Japanese doctor tweets from space

10/10/2011
By

Satoshi Furkuwa aboard the International Space Station Photo Credit: NASA

TOKYO (majirox news) — “In space. No one can hear you scream,” said the old advertisement for the Alien film series. What few people realize is that astronauts can also experience severe headaches and vomiting the first few days in space, a phenomena that has been compared to car sickness as they get used to their new environment. Astronauts’ bodies also stretch; they become taller, experience lower and upper back pain and face swelling. These can all be traced to prolonged weightlessness.

Now a new worry has been added to the concerns about the bodily changes astronauts undergo in a weightless environment: blurred vision.

“Periodically, we do different tests,” Mike Fossum, commander of Expedition 29 to the International Space Station (ISS), told CBS News. “The first is visual acuity test and ultrasound (test) on their eyes to measure details of the eyeball.”

A recent report by the US National Academy of Sciences said that seven of the 15 former crew members who were tested experienced blurred vision due to intracranial pressure and swelling of the optical disk. There is some concern there may be lingering affects on the astronauts’ vision.

Keeping watch on the astronauts’ eyesight aboard the ISS is Satoshi Furukawa, a qualified astronaut and medical doctor with more than 10 years of clinical experience. He blasted off from the Cosmodrome in Russia for the ISS early in June.

On arriving at the ISS he tweeted to 36,000 followers on his feed that his head felt heavy. He then explained in a later tweet, “This is considered a brain’s adaptation to weightlessness. Your head feels heavy due to fluid shift.” He has tweeted more than 400 times from space.

“I would like to share these experiences with everyone from the perspective of a doctor,” Furukawa said. “I hope to report back first-hand about the differences in the way my body feels in space and on the ground.”
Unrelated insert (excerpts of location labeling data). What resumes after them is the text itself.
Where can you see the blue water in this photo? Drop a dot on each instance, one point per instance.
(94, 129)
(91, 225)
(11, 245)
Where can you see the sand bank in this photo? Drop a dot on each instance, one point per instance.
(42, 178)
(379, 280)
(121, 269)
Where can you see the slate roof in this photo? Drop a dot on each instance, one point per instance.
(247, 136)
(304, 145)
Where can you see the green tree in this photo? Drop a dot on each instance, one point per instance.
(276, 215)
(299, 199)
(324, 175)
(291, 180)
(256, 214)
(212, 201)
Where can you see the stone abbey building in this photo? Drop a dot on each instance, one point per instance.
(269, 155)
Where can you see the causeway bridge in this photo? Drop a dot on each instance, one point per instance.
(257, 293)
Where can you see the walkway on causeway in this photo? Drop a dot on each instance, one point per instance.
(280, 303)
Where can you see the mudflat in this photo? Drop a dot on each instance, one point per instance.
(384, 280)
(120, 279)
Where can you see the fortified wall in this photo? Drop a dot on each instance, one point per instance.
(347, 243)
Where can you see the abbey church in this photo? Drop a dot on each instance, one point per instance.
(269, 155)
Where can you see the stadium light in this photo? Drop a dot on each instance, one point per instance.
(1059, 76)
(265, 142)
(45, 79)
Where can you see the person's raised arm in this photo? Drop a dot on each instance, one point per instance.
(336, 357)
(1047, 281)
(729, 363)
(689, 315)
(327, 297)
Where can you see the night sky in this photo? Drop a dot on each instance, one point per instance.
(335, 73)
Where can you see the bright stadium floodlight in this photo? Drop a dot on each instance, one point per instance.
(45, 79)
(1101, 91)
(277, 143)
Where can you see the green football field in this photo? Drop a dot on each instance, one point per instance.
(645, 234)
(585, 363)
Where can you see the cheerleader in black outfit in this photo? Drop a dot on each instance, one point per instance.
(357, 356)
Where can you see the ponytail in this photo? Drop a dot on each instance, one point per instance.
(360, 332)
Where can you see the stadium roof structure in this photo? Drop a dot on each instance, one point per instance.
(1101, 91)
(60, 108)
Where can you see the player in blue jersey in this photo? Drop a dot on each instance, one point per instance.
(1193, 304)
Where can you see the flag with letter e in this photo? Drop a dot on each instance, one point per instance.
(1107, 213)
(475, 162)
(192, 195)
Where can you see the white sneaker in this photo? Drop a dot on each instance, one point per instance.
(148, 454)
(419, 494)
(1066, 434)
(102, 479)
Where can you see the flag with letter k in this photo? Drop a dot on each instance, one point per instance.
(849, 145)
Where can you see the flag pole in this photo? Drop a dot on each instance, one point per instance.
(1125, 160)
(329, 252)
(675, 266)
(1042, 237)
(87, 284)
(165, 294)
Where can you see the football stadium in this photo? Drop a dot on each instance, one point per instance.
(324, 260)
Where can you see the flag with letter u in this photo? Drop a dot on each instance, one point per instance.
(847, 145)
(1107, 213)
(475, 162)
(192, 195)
However, the main concern is the problem of blurred vision and whether it might cause lingering permanent damage, somewhat in the same way as glaucoma can affect vision. Some 35 percent of all ISS astronauts tested have reported greater or lesser problems with blurry vision.

So far the current crew has not had any problems, reported Furukawa. “We periodically inspect each other and no problems at all.”

Furukawa also is tasked to carry out a number of experiments during his time on the ISS. When Japan’s space agency, JAXA, announced they were sending a doctor into space, they asked the public for suggestions on space-medicine experiments to see how the human body reacted to a weightless environment. Ten were selected.

“I’m looking forward to performing these experiments in space,” Furukawa said.